According to the Ministry of Agriculture and Rural Development, soy bean imports this year top 1.2 million tons, with the majority coming from the US and Canada, both major GM producers.
But most soy bean products in the market are not labeled as “GMO”.
Thanh Nien checked at a supermarket in Ho Chi Minh City’s District 5, and of several dozen products made from soy beans, only one carried a label saying “wholly made from Vietnamese soy beans.” The others did not indicate origin.
The owner of a grains store on Tran Chanh Chieu Street in District 5 told Thanh Nien his shop had both Vietnamese and imported soy beans. US products were cheaper than Vietnamese but not as tasty, he said.
He said he did not know anything about GMO.

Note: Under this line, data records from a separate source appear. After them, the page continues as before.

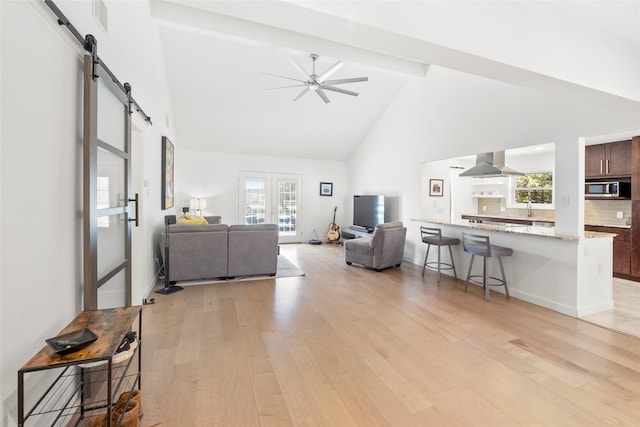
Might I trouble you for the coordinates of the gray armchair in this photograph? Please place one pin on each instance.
(384, 249)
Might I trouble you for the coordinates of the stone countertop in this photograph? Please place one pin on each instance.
(527, 230)
(498, 218)
(593, 224)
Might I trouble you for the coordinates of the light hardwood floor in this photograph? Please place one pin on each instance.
(345, 346)
(625, 315)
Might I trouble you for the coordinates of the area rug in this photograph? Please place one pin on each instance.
(285, 269)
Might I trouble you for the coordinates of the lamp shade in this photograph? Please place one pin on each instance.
(198, 204)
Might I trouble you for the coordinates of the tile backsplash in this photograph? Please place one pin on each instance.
(488, 206)
(596, 212)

The Quality Assurance and Testing Center No. 3 (Quatest 3) said it had conducted a test on some agricultural products sold in HCMC in 2010 and found 111 out of 323 samples, or 34.4 percent, were GMO. The GM products were mostly soy beans, potatoes and tomatoes.
The tests were done at the request of the HCMC Department of Science and Technology. None have been done since.

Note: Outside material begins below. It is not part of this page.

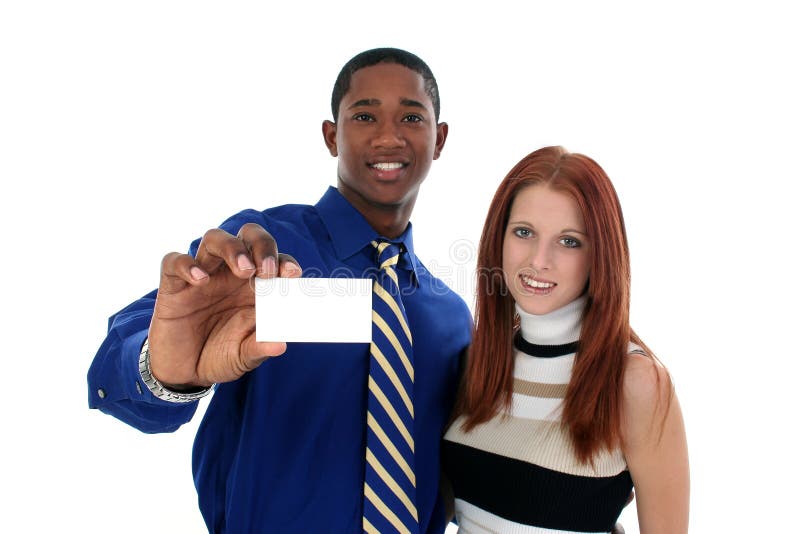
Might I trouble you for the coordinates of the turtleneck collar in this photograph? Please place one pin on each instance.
(558, 327)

An executive at an animal feed manufacturer, who asked not to be named, told Thanh Nien the company imported half the soy beans needed for its production from the US, Brazil, and Argentina.
In March this year the Ministry of Agriculture and Rural Development allowed farmers to grow three varieties of GM corn sold by Swiss firm Syngenta for food and animal feed.
But consumers do not have much choice since most GM products are not labelled so.
Phan Thi Viet Thu, deputy chairperson of the HCMC Association of Consumer Rights Protection, said the Law on Food Safety and Hygiene required products with GM ingredients making up more than 5 percent to have labels, but the lack of detailed instructions meant no product in the market is labeled as GMO.
“It is not fair on customers. Authorities should quickly make it mandatory to label GM products.”